Re-Use as Well as Recycle
The re-use and conservation of material should take even more priority over the act of recycling materials, as items which can be re-used will not require any processing to change it as would be the case for recycling.
Businesses should have a general rule of thumb of "If it is still usable, use it." For example, the other side of one-page documents can be re-utilised to print another one-page document. Another example would be re-using page protectors that are in good condition instead of throwing away or recycling them with the rest of a project portfolio. If a document is more than one page, the office printer should be set to print automatically double-sided, as many people will either frequently forget or not even be aware of the fact that the printer has the capability to print on both sides of the paper. These simple tactics will save a tremendous amount of paper over the course of a year.
Instead of using disposable plastic cups for drinks of water, employees should be encouraged to use washable mugs which can be cleaned at the end of the day and re-used the following morning.
Waste and Recycling Storage
Once businesses reduce their waste, they should make sure the waste that they still have and their recycled items are stored and contained properly. Garbage receptacles should be difficult to open accidentally, but of course should be easy for the average worker to open. Recycling receptacles should also follow the same standards, and should be clearly identifiable as to which is for recycling and for what type of materials. If a business is located on or near the waterfront, they should not put any waste or recycling receptacle in front of the water front.
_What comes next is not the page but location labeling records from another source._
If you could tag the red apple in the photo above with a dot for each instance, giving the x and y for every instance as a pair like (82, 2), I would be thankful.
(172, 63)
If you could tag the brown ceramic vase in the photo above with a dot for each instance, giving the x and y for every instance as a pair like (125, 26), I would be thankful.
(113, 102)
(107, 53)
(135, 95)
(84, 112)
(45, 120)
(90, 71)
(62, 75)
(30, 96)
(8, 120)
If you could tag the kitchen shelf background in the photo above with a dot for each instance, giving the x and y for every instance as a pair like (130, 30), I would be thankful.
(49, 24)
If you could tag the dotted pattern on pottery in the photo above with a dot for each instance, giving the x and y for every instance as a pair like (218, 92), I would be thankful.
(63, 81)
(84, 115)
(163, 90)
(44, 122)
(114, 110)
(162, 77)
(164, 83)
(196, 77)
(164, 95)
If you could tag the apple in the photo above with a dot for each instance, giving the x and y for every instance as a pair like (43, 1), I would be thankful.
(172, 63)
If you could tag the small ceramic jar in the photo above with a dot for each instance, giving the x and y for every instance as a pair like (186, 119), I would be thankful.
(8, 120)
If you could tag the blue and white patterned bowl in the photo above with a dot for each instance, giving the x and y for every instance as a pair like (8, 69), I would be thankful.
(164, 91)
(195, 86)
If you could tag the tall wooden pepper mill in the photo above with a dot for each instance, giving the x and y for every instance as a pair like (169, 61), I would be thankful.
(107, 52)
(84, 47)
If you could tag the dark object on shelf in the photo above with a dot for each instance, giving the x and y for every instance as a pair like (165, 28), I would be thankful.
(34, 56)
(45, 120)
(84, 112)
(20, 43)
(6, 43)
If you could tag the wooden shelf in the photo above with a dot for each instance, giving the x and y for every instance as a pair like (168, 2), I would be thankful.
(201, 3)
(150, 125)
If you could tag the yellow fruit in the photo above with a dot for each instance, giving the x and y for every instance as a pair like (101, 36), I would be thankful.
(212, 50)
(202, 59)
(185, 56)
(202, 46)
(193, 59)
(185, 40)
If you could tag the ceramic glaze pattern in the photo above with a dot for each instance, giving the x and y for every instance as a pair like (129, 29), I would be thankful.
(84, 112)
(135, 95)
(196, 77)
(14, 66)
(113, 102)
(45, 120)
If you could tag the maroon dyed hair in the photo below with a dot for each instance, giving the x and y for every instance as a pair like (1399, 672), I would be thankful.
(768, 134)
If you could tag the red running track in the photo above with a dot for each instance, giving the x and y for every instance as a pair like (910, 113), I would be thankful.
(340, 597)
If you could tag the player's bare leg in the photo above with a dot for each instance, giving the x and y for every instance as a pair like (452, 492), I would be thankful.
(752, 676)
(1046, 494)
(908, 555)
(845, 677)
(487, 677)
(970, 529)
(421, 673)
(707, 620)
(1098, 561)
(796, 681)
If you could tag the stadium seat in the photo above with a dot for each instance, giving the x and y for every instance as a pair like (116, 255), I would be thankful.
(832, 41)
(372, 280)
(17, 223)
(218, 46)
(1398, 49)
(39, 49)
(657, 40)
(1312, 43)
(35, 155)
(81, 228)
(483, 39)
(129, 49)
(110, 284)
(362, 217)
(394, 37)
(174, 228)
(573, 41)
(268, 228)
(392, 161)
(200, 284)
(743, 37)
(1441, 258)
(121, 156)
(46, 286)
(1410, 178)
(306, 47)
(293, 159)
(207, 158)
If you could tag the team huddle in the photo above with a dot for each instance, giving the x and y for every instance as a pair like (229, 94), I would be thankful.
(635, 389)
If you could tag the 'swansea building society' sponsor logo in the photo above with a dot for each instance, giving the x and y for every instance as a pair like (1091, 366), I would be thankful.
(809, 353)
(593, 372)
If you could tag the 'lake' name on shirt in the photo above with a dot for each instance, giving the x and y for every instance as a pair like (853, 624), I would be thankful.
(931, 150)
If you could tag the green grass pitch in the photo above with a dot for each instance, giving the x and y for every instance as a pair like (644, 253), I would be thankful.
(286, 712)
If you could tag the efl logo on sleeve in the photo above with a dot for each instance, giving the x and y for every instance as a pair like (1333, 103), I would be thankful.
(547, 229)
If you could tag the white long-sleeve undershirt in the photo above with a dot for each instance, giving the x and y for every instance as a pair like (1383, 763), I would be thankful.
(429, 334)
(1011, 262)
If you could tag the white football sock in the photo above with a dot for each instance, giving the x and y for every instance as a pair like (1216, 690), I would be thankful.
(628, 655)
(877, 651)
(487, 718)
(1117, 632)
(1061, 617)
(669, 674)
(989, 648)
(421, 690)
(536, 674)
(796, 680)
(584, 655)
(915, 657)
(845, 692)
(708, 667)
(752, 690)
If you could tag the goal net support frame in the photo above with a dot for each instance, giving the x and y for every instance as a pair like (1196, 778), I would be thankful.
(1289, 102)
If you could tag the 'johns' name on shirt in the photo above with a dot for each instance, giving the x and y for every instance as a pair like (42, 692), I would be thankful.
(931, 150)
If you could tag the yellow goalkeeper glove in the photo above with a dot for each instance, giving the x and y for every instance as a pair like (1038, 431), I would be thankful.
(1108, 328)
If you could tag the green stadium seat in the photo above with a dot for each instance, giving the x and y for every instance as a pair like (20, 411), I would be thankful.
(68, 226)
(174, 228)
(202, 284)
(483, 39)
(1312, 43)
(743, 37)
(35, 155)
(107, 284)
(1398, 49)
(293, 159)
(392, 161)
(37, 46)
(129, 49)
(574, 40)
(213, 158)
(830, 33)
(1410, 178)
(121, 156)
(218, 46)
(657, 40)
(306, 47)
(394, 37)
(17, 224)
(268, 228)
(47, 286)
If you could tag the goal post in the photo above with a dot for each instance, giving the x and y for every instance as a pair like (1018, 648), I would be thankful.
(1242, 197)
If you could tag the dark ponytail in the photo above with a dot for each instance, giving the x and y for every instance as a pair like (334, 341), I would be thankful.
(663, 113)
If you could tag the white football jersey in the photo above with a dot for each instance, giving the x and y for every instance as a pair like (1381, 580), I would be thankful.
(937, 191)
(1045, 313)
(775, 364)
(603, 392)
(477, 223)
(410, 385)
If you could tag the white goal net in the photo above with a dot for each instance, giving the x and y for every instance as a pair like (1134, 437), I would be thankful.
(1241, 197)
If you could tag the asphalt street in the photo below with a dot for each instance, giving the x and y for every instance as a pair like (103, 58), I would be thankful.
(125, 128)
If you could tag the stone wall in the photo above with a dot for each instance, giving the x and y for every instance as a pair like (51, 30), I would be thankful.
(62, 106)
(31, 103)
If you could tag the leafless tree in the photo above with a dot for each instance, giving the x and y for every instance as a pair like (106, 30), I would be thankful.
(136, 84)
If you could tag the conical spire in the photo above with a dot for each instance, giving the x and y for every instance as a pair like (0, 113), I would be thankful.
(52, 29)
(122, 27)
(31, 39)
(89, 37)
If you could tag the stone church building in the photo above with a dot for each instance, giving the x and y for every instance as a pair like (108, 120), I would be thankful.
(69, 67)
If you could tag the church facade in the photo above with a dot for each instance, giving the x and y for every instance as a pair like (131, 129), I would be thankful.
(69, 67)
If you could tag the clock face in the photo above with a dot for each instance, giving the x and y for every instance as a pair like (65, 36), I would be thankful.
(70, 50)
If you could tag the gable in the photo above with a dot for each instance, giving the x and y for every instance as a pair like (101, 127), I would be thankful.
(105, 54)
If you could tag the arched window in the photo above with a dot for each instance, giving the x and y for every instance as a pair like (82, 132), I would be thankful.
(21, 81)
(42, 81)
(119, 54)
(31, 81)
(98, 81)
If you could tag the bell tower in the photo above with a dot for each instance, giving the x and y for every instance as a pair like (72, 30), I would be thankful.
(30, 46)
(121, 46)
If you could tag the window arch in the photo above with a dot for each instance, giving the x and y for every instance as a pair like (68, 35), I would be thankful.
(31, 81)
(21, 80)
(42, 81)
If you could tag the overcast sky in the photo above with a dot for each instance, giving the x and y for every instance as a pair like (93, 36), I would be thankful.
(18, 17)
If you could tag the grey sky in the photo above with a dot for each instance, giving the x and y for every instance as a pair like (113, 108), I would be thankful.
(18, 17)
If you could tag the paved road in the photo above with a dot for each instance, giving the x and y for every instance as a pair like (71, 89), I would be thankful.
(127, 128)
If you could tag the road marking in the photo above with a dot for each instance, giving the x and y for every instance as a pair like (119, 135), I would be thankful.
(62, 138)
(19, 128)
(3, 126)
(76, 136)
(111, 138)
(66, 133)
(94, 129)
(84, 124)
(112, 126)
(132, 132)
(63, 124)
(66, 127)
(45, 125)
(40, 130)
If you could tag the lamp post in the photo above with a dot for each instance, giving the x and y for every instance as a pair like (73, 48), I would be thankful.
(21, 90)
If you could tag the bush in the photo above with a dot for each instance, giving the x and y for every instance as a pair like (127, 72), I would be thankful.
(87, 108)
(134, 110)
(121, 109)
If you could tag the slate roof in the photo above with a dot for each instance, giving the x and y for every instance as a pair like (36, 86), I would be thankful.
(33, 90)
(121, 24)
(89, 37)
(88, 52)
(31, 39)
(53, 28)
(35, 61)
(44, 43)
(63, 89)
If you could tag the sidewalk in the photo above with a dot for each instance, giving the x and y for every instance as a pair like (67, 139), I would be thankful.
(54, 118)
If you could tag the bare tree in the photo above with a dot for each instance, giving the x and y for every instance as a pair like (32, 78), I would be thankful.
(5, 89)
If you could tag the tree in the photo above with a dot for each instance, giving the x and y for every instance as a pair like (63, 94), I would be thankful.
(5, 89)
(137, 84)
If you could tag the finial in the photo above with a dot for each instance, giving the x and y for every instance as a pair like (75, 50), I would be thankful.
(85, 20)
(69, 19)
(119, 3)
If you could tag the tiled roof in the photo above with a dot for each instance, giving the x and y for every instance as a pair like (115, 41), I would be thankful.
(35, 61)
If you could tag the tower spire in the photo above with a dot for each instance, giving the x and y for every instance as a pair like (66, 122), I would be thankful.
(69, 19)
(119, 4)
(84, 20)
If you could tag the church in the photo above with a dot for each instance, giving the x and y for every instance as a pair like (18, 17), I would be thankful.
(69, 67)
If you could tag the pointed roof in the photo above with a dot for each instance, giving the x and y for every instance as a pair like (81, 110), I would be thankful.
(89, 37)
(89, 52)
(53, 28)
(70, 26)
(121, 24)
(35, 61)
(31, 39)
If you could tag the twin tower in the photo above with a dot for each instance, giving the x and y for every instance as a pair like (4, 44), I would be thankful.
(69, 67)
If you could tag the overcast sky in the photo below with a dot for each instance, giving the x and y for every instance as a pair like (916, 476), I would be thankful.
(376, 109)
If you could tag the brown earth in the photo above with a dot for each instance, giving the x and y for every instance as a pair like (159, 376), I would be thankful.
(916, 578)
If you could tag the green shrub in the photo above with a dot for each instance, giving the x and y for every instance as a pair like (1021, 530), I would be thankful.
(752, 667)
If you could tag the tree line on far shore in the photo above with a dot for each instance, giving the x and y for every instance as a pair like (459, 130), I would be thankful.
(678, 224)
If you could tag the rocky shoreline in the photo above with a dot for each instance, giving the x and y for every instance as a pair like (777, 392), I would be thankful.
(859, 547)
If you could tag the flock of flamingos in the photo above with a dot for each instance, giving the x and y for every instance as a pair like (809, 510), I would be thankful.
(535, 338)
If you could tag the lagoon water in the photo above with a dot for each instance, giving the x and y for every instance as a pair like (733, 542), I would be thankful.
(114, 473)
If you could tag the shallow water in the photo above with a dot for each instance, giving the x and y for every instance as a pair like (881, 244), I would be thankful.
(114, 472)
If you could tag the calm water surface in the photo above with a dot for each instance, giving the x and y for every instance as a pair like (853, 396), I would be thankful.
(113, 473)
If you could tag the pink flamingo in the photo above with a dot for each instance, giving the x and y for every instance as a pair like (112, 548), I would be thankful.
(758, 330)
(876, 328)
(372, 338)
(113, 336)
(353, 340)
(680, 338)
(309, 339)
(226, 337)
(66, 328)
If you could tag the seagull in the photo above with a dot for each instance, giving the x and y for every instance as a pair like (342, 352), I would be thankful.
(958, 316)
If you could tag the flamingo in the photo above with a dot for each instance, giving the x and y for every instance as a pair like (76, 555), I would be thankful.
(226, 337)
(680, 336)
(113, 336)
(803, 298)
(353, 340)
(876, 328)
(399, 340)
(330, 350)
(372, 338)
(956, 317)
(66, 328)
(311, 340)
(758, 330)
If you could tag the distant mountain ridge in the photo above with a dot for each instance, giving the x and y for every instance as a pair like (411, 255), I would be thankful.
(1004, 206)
If a stray piece of material is outside the bins and the tide or water level rises, the water will pick up this material, or the whole bin in severe weather such as flooding or high winds. To prevent this from happening, waterfront businesses should place their bins in a shielded area.
Aside from reducing and properly containing waste, businesses should be careful when using and storing cleaning supplies. The cleaning and disinfectant agents in the cleaner are by their very nature hazardous to biological life in order to kill germs, which means the ingredients in them are often extremely hazardous to the water supply and to a person's health in general. There are however a number of environmentally-friendly alternatives to mainstream cleaning products. Businesses will have to research these products to find which ones best suit their needs and budget.
Companies should never lose sight of the fact for every thing that ends up in the rubbish bin, it is one more potential item that could end up in the water supply. For every fluid ounce of toxic cleaner used to clean the workplace, that is one more fluid ounce of poison which could find its way into the water supply. Maintaining a clean water supply is key to having a healthy civilisation, and unpolluted water is essential for the health and wellbeing of creatures living in the water, so businesses always need to ensure that they are not polluting the water in every possible way they can for the benefit of both people and the environment.